A Tuareg-led alliance of Malian rebels has agreed to sign a peace deal with the government later this month. The agreement would aim to end decades of uprisings in the north of the country.
The head of the rebel alliance, known as the Coordination of Azawad Movements (CMA), said on Friday that his group will sign a final UN-brokered peace agreement in just over two weeks' time to end fighting in the north of Mali.
"We will sign the peace accord on June 20," Bilal Ag Cherif said after talks in the Algerian capital, Algiers, to clarify security issues.

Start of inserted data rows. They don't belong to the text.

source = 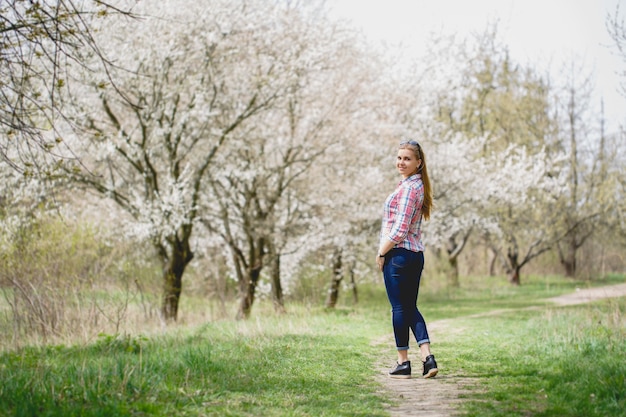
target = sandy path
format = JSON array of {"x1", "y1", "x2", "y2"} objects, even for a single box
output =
[{"x1": 374, "y1": 282, "x2": 626, "y2": 417}]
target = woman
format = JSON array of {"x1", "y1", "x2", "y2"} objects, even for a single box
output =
[{"x1": 376, "y1": 139, "x2": 438, "y2": 379}]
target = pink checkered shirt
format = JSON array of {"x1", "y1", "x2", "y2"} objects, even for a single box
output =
[{"x1": 380, "y1": 174, "x2": 425, "y2": 252}]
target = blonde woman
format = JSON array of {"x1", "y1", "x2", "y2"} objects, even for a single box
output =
[{"x1": 376, "y1": 140, "x2": 438, "y2": 379}]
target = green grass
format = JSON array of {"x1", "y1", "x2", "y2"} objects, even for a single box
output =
[
  {"x1": 0, "y1": 309, "x2": 390, "y2": 417},
  {"x1": 420, "y1": 273, "x2": 626, "y2": 320},
  {"x1": 0, "y1": 273, "x2": 624, "y2": 416},
  {"x1": 436, "y1": 298, "x2": 626, "y2": 417}
]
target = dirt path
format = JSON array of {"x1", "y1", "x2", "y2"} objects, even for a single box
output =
[{"x1": 374, "y1": 282, "x2": 626, "y2": 417}]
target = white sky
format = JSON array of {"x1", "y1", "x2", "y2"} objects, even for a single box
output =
[{"x1": 327, "y1": 0, "x2": 626, "y2": 133}]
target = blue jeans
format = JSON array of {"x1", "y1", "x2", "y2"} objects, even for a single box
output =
[{"x1": 383, "y1": 248, "x2": 430, "y2": 350}]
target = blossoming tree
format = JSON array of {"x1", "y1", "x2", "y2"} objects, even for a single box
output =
[
  {"x1": 0, "y1": 0, "x2": 135, "y2": 173},
  {"x1": 61, "y1": 0, "x2": 340, "y2": 321}
]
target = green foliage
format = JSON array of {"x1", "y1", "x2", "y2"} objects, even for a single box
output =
[
  {"x1": 0, "y1": 215, "x2": 161, "y2": 348},
  {"x1": 435, "y1": 295, "x2": 626, "y2": 417},
  {"x1": 90, "y1": 333, "x2": 148, "y2": 355},
  {"x1": 288, "y1": 264, "x2": 333, "y2": 305},
  {"x1": 0, "y1": 310, "x2": 388, "y2": 417}
]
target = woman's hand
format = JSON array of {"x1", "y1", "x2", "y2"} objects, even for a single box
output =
[{"x1": 376, "y1": 253, "x2": 385, "y2": 271}]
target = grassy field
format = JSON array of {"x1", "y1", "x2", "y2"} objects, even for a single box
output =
[
  {"x1": 438, "y1": 297, "x2": 625, "y2": 416},
  {"x1": 0, "y1": 273, "x2": 624, "y2": 416}
]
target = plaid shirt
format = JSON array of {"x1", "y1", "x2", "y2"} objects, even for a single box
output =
[{"x1": 380, "y1": 174, "x2": 425, "y2": 252}]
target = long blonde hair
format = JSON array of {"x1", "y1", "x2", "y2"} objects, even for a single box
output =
[{"x1": 399, "y1": 141, "x2": 432, "y2": 220}]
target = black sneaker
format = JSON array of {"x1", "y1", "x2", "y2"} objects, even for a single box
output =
[
  {"x1": 422, "y1": 355, "x2": 438, "y2": 378},
  {"x1": 389, "y1": 361, "x2": 411, "y2": 379}
]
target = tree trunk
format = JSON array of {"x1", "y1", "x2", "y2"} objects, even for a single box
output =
[
  {"x1": 445, "y1": 232, "x2": 471, "y2": 288},
  {"x1": 558, "y1": 238, "x2": 578, "y2": 278},
  {"x1": 270, "y1": 250, "x2": 286, "y2": 314},
  {"x1": 236, "y1": 238, "x2": 265, "y2": 320},
  {"x1": 325, "y1": 249, "x2": 343, "y2": 309},
  {"x1": 507, "y1": 267, "x2": 521, "y2": 286},
  {"x1": 236, "y1": 262, "x2": 261, "y2": 320},
  {"x1": 160, "y1": 235, "x2": 194, "y2": 322},
  {"x1": 488, "y1": 247, "x2": 499, "y2": 276},
  {"x1": 561, "y1": 245, "x2": 577, "y2": 278},
  {"x1": 506, "y1": 245, "x2": 521, "y2": 286},
  {"x1": 349, "y1": 261, "x2": 358, "y2": 304},
  {"x1": 447, "y1": 255, "x2": 460, "y2": 288}
]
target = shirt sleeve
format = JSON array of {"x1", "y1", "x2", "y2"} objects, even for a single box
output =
[{"x1": 386, "y1": 184, "x2": 419, "y2": 243}]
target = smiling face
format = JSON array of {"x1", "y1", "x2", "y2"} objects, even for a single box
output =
[{"x1": 396, "y1": 148, "x2": 421, "y2": 178}]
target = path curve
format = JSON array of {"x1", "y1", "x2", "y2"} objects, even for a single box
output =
[{"x1": 375, "y1": 282, "x2": 626, "y2": 417}]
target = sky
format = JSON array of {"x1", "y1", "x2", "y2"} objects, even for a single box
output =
[{"x1": 327, "y1": 0, "x2": 626, "y2": 133}]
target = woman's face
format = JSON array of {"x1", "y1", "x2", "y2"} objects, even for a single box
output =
[{"x1": 396, "y1": 148, "x2": 421, "y2": 178}]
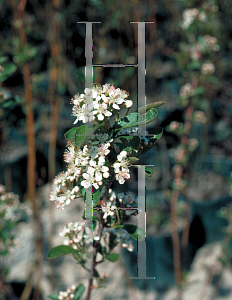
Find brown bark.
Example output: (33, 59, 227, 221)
(85, 181, 112, 300)
(9, 1, 43, 299)
(171, 166, 183, 300)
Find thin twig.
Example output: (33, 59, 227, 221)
(118, 257, 139, 300)
(85, 181, 112, 300)
(198, 262, 219, 300)
(9, 1, 43, 299)
(170, 166, 183, 300)
(46, 0, 61, 288)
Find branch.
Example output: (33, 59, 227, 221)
(85, 180, 112, 300)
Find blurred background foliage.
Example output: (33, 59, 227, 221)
(0, 0, 232, 299)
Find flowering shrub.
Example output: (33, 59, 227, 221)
(169, 0, 221, 165)
(0, 185, 29, 276)
(48, 83, 164, 299)
(164, 2, 223, 298)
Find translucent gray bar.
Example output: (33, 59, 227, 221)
(130, 165, 155, 280)
(93, 64, 138, 67)
(138, 22, 146, 136)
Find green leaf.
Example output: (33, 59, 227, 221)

The Malian government and several other armed rebel groups signed the so-called "Algiers Accord" last month, but the CMA rejected the deal as falling short of its demands and called for amendments.
The final June peace agreement will take account of CMA demands, such as having the northern part of Mali, know by the Tuareg as "Azawad," recognized as a "geographic, political and juridical entity."
The government in Bamako said the CMA would sign a "security accord" in Algiers on Friday preliminary to the final deal.
Tuaregs have waged four insurgencies in northern Mali since the west African nation attained independence from France in 1960, always calling for some form of self-rule.
A 2012 coup provided an opportunity for Tuareg separatists to take over towns and cities in the vast northern desert.
They were in their turn driven out by al-Qaeda-linked militants, who held sway in northern Mali for nearly 10 months before being ousted by a French-led military offensive.
A recent upsurge in attacks by pro-government militias and various groupings within the Tuareg-led rebellion has left many dead on both sides.
Western powers are anxious for a final peace accord to be struck, fearing that continued unrest in the region could allow the Islamist militants to return.